Tuesday, October 18, 2011

New Copernicus biography

Dava Sobel wrote a new biography of Copernicus:
She ends her book with a lyrical reflection on what Copernicus might make of the universe we know today: “He had initiated a cascade of diminishments. The Earth is merely one of several planets in orbit around the Sun. The Sun is only one star among 200 billion in the Milky Way” — itself just one galaxy “surrounded by countless other galaxy groups stretched across the universe.”

Sounding forgivably Carl Sagan-ish, she concludes, “All the shining stars of all the galaxies are as nothing compared to the great volume of unseen dark matter.” Dark matter itself “is dwarfed by the still more elusive entity, dark energy,” she writes. “The very notion of a center no longer makes any sense.”
This is silly. The ancient Greeks debated the motion of the Earth, and it had nothing to do with diminishment. Copernicus put the Sun at the center of the universe. Saying that there is no center does not validate Copernicus.

The book has a lot of fictionalized dialog about how Copernicus might have collaborated to publish his book.

I think that it is a mistake to make such a big deal out of what Copernicus did. He did not really prove his predecessors wrong. Ptolemy did argue against the motion of the Earth, but his reasoning was not refuted.

Here is what a recent scholarly paper says:
Harald Siebert.11 In what follows, I will restrict my analysis mostly to textual aspects that I found problematic and especially significant. The extrusion effect of the diurnal rotation of the Earth is presented by Galileo in the Dialogue as follows. Now there remains the objection based upon the experience of seeing that the speed of a whirling has a property of extruding and discarding material adher- ing to the revolving frame. For that reason it has appeared to many, including Ptolemy, that if the Earth turned upon itself with great speed, rocks and animals would necessarily be thrown toward the stars, and buildings could not be attached to their foundations with cement so strong that they too would not suffer similar ruin.12

The question immediately arises of Galileo’s attribution to Ptolemy of a similar argument. The implicit reference seems to be to Almagest Book 1, Chapter 7. Here is G. J. Toomer’s translation of the relevant passage from the original Greek (on the basis of Heiberg’s text).
If the Earth had a single motion in common with other heavy objects, it is obvious that it would be carried down faster than all of them because of its much greater size: living things and individual heavy objects would be left behind, riding on the air, and the Earth itself would very soon have fallen completely out of the heavens.

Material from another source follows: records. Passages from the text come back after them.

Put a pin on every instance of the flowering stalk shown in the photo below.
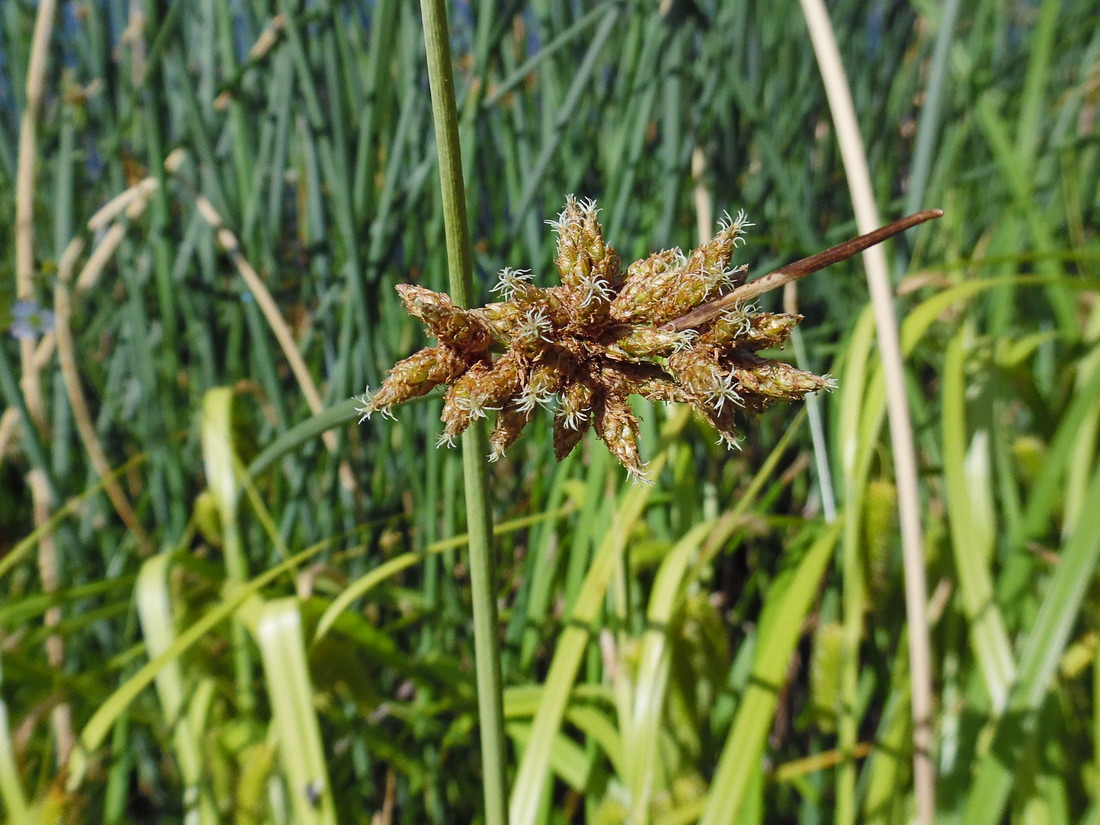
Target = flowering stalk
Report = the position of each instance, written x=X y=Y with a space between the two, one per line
x=671 y=327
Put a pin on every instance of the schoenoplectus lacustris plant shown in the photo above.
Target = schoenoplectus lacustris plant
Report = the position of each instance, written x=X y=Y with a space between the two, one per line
x=672 y=327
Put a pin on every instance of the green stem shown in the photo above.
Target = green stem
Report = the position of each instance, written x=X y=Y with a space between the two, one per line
x=475 y=439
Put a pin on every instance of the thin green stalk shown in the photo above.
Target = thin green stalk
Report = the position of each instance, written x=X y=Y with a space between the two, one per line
x=475 y=439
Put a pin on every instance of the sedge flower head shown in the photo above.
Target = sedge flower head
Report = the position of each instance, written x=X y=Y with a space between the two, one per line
x=581 y=349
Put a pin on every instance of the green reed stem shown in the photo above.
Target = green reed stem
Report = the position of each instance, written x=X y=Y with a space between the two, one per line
x=475 y=439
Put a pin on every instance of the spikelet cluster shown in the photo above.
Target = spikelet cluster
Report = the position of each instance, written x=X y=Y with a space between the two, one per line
x=581 y=349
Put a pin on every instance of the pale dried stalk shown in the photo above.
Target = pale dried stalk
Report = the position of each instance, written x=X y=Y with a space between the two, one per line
x=30 y=382
x=66 y=355
x=901 y=430
x=798 y=270
x=274 y=317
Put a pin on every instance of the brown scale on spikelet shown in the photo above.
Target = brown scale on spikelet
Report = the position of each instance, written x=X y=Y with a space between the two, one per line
x=584 y=347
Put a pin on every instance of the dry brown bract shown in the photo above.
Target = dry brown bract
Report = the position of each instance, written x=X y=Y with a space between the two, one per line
x=582 y=348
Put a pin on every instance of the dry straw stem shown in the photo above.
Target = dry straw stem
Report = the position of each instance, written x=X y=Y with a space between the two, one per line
x=901 y=431
x=30 y=382
x=270 y=308
x=66 y=354
x=798 y=270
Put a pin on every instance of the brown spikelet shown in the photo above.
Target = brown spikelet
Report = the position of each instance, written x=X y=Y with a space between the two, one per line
x=584 y=347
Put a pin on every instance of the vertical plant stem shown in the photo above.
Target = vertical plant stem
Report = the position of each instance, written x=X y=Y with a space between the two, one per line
x=901 y=431
x=48 y=565
x=475 y=439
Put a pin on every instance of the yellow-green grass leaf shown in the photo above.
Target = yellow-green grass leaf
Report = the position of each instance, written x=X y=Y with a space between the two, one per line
x=789 y=601
x=277 y=628
x=154 y=613
x=969 y=514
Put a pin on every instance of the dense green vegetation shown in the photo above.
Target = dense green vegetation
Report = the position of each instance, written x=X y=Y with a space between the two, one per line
x=224 y=601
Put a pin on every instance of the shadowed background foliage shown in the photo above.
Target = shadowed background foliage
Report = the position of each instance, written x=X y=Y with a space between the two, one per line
x=305 y=156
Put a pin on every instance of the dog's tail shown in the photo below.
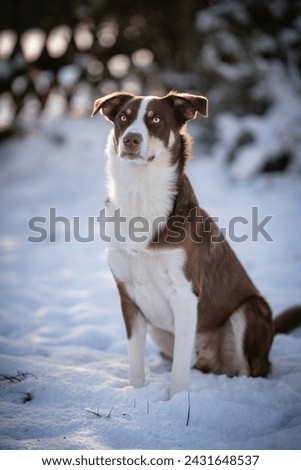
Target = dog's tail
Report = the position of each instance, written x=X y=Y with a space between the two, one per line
x=288 y=320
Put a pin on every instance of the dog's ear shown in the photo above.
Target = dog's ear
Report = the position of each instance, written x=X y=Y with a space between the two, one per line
x=187 y=106
x=110 y=104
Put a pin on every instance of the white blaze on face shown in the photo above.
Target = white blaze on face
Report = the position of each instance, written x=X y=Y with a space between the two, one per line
x=138 y=126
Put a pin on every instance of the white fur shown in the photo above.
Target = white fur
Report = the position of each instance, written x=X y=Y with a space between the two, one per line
x=154 y=279
x=238 y=323
x=156 y=282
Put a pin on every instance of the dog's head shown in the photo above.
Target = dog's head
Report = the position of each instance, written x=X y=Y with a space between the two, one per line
x=146 y=127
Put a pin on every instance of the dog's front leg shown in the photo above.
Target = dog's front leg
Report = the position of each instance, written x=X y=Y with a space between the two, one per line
x=136 y=332
x=136 y=347
x=185 y=320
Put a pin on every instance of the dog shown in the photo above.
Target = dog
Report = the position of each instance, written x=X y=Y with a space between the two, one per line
x=176 y=274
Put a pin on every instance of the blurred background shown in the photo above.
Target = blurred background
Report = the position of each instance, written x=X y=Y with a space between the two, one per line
x=57 y=56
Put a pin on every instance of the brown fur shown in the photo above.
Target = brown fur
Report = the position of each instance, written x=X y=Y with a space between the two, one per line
x=218 y=279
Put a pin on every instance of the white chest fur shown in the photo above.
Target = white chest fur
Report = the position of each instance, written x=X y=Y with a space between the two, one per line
x=142 y=193
x=152 y=278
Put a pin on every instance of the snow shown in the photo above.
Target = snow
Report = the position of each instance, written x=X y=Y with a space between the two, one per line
x=62 y=335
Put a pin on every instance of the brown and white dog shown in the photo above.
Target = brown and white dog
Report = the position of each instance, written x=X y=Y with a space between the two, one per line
x=174 y=271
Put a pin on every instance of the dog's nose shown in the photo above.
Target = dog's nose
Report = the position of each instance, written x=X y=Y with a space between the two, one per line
x=132 y=141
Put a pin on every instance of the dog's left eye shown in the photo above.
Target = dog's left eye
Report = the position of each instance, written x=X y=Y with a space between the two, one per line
x=156 y=120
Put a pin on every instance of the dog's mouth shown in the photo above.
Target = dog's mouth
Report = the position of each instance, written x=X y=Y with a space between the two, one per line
x=136 y=157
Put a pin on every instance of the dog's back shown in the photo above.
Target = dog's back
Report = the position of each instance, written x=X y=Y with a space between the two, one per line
x=173 y=268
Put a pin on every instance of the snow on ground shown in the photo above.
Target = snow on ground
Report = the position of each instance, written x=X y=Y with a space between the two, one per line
x=62 y=335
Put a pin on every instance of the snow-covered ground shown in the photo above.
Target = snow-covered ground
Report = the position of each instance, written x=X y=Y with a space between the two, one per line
x=63 y=362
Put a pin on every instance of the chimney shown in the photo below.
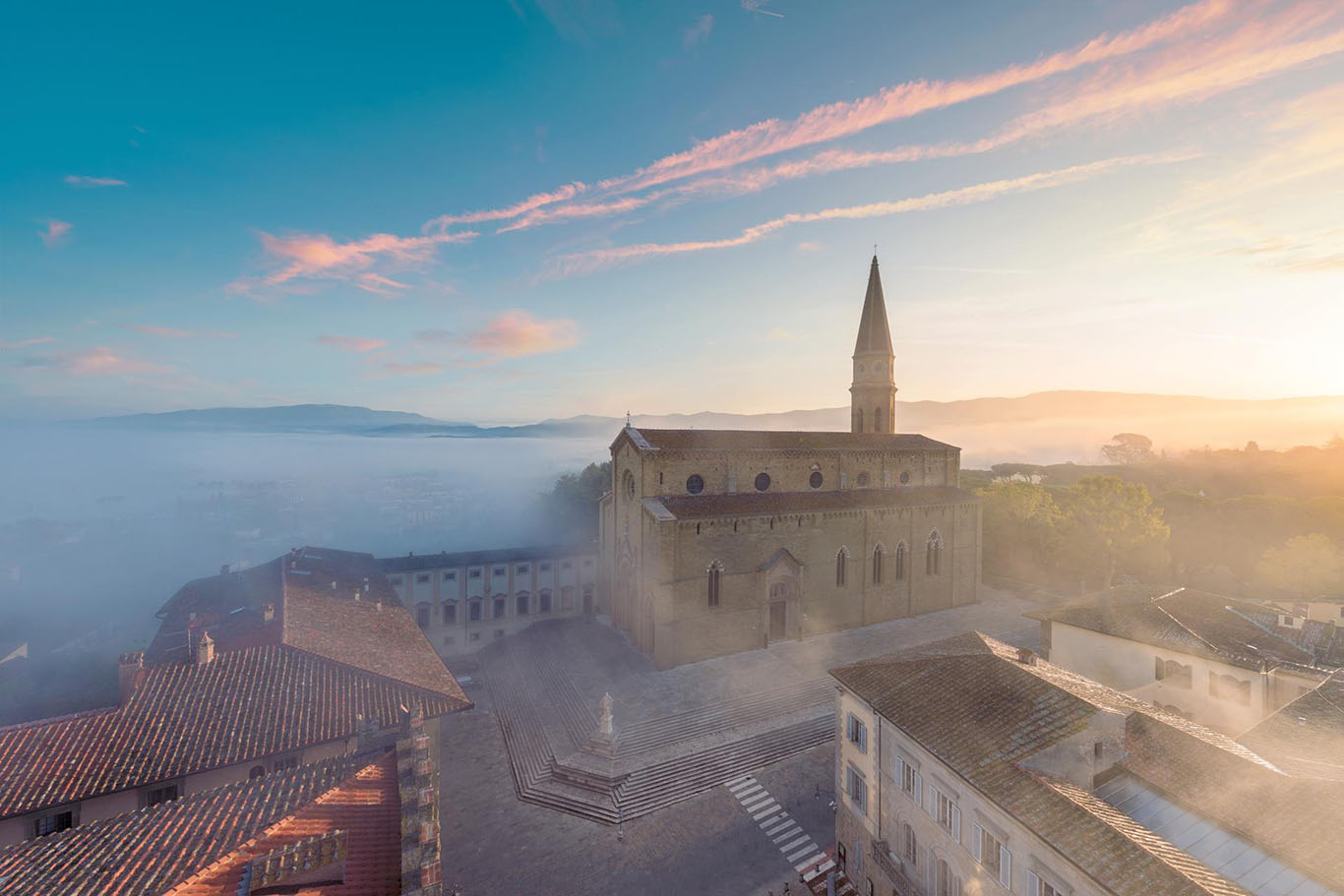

But such things are utterly ridiculous merely to think of.13
A more literal reading of the passage has been suggested to me by James G. Lennox, as follows:14
But if there were some motion of the Earth that was one and the same and shared with the other heavy bodies, it is clear that it would overtake everything in descent on account of its much greater magnitude, and the animals and individual heavy bodies floating on the air would be left behind, and the Earth would very quickly fall from the very heaven itself. But even contemplating such things would appear the most laughable thing of all.
This text from the Almagest is highly problematic. It is not obvious, at least to my mind, what the meaning conveyed by the image of an Earth’s falling from the heaven exactly is. The beginning of the passage highlights a common motion. The phrasing is consistent with both a rectilinear and a circular motion. Presumably, however, given the general context of the initial discussion in Chapter 7, a rectilinear motion is intended by Ptolemy. The subsequent portion of Chapter 7 focuses on circular motion explicitly and eventually goes on to dismiss the possibility of a diurnal rotation of the Earth around its polar axis.
What I get out of this is that scholars are unsure of Ptolemy's exactly reasoning. Ptolemy did not just say that the Earth was in the center because Man is the most important thing in the universe. He had technical reasons for doubting the Earth's motion.

At any rate, I think that it is bizarre to devote so much attention to what is just a couple of sentences out of Ptolemy's treatise. The treatise is hundreds of pages long, and was used to predict the appearance of the sky for centuries. Those couple of sentences could not have had that much to do with the rest of the book, or people could have figured out what he meant by how the ideas were used elsewhere. The fact is that his model had little to do with whether the Earth moved or not. That was just a detail where he had some superfluous opinions.